How Bernanke’s Boosting the Markets for Us
Ben Bernanke is doing his best to send stocks higher, Cramer said Tuesday, because it's the one way he can prevent the US economy from falling into an elongated period of economic stagnation, like Japan had in the 1990s.
To avoid Japanese-style deflation, Cramer said the Federal Reserve chairman's plan is two-fold: get money back into equities, especially in growth and high-yielding stocks, and send the stock market back up so that people will start spending again.
People seem to think Bernanke’s policies directly affect the economy, but that’s not true. He, unfortunately, can’t boost home prices or wages, or create jobs for that matter. But what he can do is use the tools at his disposal to create an environment where these things are possible. For one thing, he has kept interest rates low enough that you’d think we would have seen more hiring by now. And he is taking similar steps to prop up the stock market. Here’s what he’s doing:
Bernanke can flood the world with US dollars to drive up commodity prices, something the markets want very much. He can keep the dollar’s value low, thereby increasing profits for American companies that do business overseas. And these increased earnings entice investors back into stocks. Plus, Bernanke can keep interest rates so low as to make Treasurys and certificates of deposit virtually worthless as investments. That brings investors back to stocks, too.
“So don’t think about the Fed as trying to create jobs and stabilizing housing,” Cramer said. “I am telling you that we’re looking at this all wrong if that’s what you think.
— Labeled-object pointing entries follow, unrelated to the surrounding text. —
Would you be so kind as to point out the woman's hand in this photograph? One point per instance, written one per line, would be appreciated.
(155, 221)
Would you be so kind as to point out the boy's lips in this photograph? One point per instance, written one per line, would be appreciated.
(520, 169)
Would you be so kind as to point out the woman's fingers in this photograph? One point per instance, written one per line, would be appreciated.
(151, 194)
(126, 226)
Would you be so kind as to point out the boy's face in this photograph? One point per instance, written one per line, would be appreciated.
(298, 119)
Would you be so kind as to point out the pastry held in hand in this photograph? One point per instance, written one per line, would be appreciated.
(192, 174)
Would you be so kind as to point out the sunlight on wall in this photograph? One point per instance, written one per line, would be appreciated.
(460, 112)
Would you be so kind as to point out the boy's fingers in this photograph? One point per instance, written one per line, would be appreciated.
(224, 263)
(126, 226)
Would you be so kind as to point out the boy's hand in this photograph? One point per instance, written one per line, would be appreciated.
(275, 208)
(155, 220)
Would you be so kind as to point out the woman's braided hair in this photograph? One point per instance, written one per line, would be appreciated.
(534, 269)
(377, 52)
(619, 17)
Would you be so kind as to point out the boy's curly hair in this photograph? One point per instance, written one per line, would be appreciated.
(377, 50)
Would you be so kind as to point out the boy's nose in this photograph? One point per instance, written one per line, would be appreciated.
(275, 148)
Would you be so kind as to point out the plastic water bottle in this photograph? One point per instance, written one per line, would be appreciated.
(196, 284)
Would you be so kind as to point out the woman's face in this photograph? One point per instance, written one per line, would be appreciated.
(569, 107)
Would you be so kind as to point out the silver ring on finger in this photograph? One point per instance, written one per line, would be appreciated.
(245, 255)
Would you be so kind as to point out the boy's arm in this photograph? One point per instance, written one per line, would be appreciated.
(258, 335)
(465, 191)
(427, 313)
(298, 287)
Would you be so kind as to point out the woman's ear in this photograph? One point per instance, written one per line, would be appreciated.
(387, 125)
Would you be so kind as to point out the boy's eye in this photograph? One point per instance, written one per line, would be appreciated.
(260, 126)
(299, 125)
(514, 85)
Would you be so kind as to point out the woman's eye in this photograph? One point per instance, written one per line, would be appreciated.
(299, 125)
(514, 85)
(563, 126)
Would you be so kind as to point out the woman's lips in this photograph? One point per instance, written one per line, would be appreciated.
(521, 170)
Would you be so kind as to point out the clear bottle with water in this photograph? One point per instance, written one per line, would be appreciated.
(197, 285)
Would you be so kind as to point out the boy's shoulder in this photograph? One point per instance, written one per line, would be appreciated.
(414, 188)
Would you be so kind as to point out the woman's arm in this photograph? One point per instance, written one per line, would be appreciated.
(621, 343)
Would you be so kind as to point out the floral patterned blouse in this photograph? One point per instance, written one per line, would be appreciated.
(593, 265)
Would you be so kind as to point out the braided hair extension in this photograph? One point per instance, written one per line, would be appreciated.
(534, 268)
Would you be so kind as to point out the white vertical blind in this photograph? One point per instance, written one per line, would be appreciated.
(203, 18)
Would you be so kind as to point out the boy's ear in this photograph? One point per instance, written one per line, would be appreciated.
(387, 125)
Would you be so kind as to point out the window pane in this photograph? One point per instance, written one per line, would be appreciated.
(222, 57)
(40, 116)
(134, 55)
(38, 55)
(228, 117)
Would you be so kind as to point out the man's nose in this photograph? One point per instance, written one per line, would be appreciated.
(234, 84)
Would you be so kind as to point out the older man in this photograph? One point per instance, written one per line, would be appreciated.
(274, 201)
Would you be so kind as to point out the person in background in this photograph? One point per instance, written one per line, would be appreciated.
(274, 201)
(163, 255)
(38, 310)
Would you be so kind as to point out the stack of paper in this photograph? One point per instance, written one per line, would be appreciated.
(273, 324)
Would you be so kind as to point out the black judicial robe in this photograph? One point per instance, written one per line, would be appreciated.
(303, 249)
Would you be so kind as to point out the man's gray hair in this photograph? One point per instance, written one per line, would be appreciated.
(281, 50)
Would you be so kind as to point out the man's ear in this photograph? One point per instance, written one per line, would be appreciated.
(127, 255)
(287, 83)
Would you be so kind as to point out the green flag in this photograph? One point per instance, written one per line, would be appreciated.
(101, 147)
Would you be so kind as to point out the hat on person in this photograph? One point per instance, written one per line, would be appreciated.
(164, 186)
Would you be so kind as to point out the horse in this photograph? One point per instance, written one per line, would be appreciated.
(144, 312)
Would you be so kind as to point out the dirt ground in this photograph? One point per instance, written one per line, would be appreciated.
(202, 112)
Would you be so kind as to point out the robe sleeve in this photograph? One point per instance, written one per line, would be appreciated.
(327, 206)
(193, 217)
Bernanke’s trying to juice the market, to create wealth for you.”
Investors are awaiting the results of the Fed's two-day policy-setting meeting, which began Tuesday and ends with a much-anticipated statement Wednesday afternoon. While many economists expect the Fed to announce plans to buy Treasury securities to stimulate the economy, Cramer said Bernanke will use "any means necessary" to prevent the "Japanization" of the US economy.